15 agosto 2012

EBAGUA

VARESE All'indomani della gara con il Pontisola, Giulio Ebagua ha voglia di dimenticare in fretta la contestazione dei tifosi che ha provocato la sua reazione (dito medio alzato).
Ebagua, le è costato chiedere scusa?
Come cattolico e come professionista, no. Dal punto di vista umano, sì. Ma era giusto farlo per la gente che era allo stadio, soprattutto per i bambini.
Pensa che c'entri il razzismo?
No: al massimo può essere un appiglio, un pretesto di chi non ha motivi validi per contestare.
Perché continuano a beccarla?
Me lo sto chiedendo anch'io. Credo che sia stato il mio passaggio al Torino dell'anno scorso a scatenarmi contro questi tifosi. Si vede che qualcuno era innamorato di me e si è sentito tradito dalla mia partenza.
Le rimproverano ancora le dichiarazioni del post Benevento.
Ero stato espulso e sapevo che avrei preso tre giornate di squalifica. La mia stagione era finita e volevo salutare i tifosi, ma le mie dichiarazioni furono mal interpretate. Non me ne volevo andare e non parlai mai dell'Udinese.
Dopo il coro «Di Ebagua me ne frego perché Neto ci fa gol», domenica sera ha subito insulti ben più pesanti e non ce l'ha fatta a restare calmo.
Sono rammaricato per aver reagito, e lo dico da cattolico. Il Signore mi ha messo alla prova, io ho reagito male e chiedo scusa. Quanto a quel coro, è simpatico: a volte lo canticchio anch'io...

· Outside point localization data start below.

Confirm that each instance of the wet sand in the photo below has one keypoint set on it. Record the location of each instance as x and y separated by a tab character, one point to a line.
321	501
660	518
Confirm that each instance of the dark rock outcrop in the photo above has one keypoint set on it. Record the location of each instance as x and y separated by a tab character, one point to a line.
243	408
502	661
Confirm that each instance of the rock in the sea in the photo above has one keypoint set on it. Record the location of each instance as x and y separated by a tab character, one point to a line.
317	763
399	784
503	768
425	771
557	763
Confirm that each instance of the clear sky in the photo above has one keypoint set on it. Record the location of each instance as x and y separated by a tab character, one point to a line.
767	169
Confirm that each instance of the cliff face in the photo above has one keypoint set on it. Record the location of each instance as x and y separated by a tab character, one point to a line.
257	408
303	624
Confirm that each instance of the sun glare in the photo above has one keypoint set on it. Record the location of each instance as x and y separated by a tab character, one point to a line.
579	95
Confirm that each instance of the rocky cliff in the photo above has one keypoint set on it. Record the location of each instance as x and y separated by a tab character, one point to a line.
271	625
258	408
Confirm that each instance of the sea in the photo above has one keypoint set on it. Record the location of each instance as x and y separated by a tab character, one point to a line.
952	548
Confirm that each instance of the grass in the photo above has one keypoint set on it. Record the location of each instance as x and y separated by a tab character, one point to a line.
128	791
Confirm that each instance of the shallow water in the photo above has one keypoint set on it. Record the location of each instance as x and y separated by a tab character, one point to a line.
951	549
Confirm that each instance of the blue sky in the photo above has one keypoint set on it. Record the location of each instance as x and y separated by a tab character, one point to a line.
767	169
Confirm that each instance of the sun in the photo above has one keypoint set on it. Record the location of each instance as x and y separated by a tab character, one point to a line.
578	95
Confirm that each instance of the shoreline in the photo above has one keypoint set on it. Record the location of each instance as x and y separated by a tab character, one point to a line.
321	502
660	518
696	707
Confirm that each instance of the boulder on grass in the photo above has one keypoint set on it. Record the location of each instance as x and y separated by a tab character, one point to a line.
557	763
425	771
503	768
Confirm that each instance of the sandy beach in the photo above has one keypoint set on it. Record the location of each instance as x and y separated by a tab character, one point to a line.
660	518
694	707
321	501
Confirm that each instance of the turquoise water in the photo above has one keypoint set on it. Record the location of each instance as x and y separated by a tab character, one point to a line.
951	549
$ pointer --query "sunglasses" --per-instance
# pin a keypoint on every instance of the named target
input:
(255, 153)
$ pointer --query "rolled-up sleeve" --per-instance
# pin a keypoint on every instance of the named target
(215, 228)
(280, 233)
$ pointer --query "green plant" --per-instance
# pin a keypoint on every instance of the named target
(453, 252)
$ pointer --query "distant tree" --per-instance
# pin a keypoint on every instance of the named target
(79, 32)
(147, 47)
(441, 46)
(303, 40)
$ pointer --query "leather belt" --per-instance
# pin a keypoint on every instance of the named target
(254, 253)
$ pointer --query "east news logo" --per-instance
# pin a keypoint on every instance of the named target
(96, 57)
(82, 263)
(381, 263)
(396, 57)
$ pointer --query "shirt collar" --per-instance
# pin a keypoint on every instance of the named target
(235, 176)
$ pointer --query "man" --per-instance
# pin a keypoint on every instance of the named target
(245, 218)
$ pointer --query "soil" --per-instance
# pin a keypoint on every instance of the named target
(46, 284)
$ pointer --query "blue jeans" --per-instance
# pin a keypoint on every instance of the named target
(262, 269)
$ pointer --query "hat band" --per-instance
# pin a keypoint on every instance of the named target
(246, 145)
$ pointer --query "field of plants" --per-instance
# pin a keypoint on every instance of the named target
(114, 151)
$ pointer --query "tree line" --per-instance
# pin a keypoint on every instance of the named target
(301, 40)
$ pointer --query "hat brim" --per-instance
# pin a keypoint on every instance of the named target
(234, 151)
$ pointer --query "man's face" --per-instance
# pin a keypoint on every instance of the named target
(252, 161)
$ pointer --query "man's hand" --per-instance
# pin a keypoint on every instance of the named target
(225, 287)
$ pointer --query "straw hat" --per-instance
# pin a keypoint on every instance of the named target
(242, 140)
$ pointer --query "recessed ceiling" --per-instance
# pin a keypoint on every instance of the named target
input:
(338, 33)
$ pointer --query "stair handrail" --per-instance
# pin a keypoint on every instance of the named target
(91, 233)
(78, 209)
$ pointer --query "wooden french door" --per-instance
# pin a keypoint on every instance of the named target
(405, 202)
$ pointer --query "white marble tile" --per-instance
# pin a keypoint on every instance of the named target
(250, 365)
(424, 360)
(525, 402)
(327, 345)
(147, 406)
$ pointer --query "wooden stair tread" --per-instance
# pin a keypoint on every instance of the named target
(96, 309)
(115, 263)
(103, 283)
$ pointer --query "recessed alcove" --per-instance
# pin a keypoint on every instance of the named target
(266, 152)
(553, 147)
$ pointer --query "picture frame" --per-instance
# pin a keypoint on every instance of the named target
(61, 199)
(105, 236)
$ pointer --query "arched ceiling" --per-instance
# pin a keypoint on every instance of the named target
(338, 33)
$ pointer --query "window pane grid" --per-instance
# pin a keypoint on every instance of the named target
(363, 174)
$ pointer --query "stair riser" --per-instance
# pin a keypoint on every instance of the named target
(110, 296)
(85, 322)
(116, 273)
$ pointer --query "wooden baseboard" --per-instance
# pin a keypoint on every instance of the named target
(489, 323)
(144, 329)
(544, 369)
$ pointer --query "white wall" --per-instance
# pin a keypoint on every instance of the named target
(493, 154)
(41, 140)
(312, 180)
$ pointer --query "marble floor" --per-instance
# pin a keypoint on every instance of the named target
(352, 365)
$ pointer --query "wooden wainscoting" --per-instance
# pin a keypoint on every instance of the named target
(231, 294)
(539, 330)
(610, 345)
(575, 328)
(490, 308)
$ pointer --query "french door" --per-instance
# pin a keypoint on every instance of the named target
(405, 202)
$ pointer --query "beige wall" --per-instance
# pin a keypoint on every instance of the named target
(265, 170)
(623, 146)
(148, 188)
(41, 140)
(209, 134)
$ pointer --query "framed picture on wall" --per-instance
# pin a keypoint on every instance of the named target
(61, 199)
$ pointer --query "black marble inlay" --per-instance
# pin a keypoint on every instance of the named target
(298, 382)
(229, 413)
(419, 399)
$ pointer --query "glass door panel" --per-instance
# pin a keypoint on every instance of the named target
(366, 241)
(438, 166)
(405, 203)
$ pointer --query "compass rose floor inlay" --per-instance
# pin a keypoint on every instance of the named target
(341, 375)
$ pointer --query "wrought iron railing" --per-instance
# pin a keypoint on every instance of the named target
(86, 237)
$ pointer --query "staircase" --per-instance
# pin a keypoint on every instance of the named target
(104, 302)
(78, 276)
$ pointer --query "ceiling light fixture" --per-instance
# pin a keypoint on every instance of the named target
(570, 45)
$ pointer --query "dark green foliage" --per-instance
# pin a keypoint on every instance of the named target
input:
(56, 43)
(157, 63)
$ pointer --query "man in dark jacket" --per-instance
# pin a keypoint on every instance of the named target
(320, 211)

Cosa pensa di questa situazione?
In Italia c'è un'anomalia rispetto agli altri Paesi europei: quella che fa credere ai tifosi di poter comandare. Come professionista non ho nessun problema a prendermi i loro insulti, ma non accetto l'idea che vogliano dettare legge a tutti i costi. E per questo sono pronto ad alzare la voce.
Che cosa si aspetta ora?
Rispetto, come quello che io porto per la maglia biancorossa.
Resterà a Varese?
Questa città è il luogo ideale per fare calcio. A parte questo episodio di domenica, dettato dalla frustrazione di qualcuno, è la piazza più tranquilla in cui sono stato. E qui a Varese voglio rilanciarmi.